O médico a acolhe, recebe os exames que, delicadamente, coloca
sobre uma escrivaninha, faz uma identificação preliminar, propõe a
primeira pergunta propiciatória e escuta a paciente contar sua saga.
2. Quando a mesma encerra sua fala, o médico começa a fazer
perguntas voltadas para a caracterização de sua dor.
6ª pergunta: O que está sendo posto em prática aqui?
PARTE VII. Esta primeira parte da entrevista permite a construção
do seguinte: Professora de 37 anos, em fins de doutorado, há 2
meses com dor no hipocôndrio direito, sem irradiação, constante
mas de intensidade variável, que a acorda à noite, sem relação com
posições ou alimentação, de caráter constritivo, sem febre, sem
náusea, sem vômitos e sem alteração nos ritmos excretores ou no
aspecto de urina ou fezes.
7ª pergunta: Como se chama o que foi construído?
8ª pergunta: Para que serve o que foi construído?
PARTE VIII. Na segunda parte da entrevista, o médico ainda fica
aprendendo que a professora não fuma, é etilista social, sofreu
acidente automobilístico há 9 meses (com traumatismo craniano
fechado/concussão cerebral/cefaléia prolongada na seqüência),
intolerância a bacalhau, hipotireoidismo há 3 anos (repõe l-tiroxina),
fluoxetina há 1 ano, trombose da veia central da retina direita após
2 anos de CO (isto há 15 anos), operada de apêndice e cisto
ovariano benigno.
8ª pergunta: Que grande objetivo da entrevista foi alcançado aqui?
PARTE IX. O médico procede ao exame físico de abordagem (EFA)
que é todo normal, à exceção de dor á palpação hipocôndrio direito,
que tem sua sensibilidade superficial diminuída, entretanto. O
reflexo cutâneo-abdominal superior está abolido à direita. O médico
faz então uma interpretação da dor (que explica à paciente) e faz
uma proposta de uma investigação básica de triagem (no sangue),
com provisão de um exame de imagem se a triagem for negativa.
9ª pergunta: Quais devem ter sido a interpretação da dor e o exame
de triagem?
PARTE X. O exame de triagem fica pronto em poucas horas e, com
o resultado positivo, a paciente é referenciada à hematologia e
hospitalizada, com prescrição de anti-coagulação e ampla
investigação, incluindo ângio-ressonância de tórax e abdome e
USG com dopplervelocimetria do eixo espleno-portal. Tem alta
medicada e com diagnóstico definido.
10ª pergunta: Qual deve ter sido o diagnóstico?

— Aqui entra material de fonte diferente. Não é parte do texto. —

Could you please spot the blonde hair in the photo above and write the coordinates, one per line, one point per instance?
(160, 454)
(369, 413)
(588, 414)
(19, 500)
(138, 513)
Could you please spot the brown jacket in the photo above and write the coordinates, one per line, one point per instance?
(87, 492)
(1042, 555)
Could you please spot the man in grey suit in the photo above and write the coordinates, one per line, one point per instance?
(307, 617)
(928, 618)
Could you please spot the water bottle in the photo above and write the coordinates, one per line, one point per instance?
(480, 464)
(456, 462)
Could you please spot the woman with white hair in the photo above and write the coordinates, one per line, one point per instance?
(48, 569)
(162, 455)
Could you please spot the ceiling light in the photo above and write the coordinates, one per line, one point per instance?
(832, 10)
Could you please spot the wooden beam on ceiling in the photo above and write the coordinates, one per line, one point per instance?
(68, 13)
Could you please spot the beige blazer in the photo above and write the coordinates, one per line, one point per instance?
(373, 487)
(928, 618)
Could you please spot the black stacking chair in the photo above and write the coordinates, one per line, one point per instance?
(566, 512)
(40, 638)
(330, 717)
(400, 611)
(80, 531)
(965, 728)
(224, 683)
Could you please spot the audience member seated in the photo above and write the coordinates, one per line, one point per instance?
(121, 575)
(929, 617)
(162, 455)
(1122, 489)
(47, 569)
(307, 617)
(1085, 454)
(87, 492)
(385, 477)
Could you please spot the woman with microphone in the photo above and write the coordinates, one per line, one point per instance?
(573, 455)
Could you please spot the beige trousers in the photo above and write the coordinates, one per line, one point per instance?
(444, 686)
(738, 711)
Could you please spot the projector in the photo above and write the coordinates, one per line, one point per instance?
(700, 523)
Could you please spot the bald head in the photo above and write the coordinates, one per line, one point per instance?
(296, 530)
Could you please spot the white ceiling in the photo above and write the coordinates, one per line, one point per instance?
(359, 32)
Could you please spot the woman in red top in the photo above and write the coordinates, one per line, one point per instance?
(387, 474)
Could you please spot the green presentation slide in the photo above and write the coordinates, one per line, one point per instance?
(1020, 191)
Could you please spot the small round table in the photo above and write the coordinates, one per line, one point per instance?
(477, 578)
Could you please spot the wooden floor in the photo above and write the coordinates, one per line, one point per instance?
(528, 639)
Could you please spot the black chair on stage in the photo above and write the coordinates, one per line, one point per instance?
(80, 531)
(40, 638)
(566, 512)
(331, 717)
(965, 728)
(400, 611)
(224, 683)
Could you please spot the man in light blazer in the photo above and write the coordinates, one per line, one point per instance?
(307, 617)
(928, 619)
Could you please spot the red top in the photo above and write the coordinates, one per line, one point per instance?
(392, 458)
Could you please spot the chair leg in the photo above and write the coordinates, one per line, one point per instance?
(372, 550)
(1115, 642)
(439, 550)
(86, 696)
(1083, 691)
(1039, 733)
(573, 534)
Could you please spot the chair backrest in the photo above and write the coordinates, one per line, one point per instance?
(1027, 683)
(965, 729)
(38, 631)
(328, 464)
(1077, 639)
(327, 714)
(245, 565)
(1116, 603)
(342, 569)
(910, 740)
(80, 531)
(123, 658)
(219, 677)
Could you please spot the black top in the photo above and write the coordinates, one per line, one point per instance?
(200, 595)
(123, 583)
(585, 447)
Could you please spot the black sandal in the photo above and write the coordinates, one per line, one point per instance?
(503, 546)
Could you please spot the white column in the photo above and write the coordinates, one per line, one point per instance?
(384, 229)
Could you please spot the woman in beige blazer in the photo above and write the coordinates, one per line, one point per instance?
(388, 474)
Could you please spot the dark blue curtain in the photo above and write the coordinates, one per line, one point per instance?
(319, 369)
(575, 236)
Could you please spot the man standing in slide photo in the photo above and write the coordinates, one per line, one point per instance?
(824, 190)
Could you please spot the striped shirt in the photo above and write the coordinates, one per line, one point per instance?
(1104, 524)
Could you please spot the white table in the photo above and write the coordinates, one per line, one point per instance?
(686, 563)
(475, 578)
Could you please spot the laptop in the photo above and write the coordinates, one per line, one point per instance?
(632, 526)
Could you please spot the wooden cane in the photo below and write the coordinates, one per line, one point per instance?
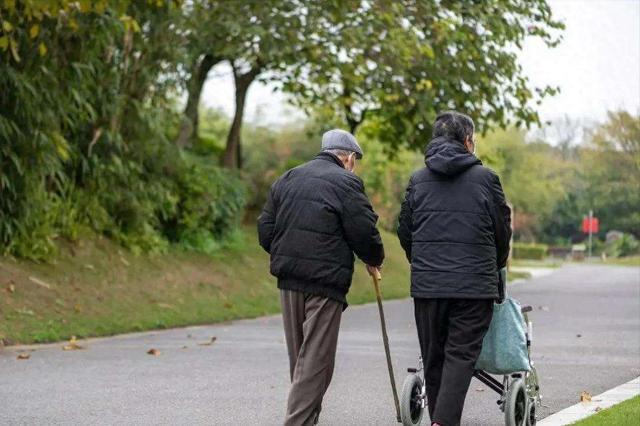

PARTE XI. Persiste com a dor, entretanto. Forte, a precisar de
opióides. Volta à consulta, com o mesmo médico que a referenciou.
3. O profissional repete o exame físico (com os mesmos achados já
descritos), prescreve medicação específica, e providencia o exame
de imagem que havia considerado na consulta pré-hospitalização.
O exame fica pronto e o diagnóstico se fecha.
11ª pergunta: Qual o diagnóstico final?
12ª pergunta: O que aprendemos aqui?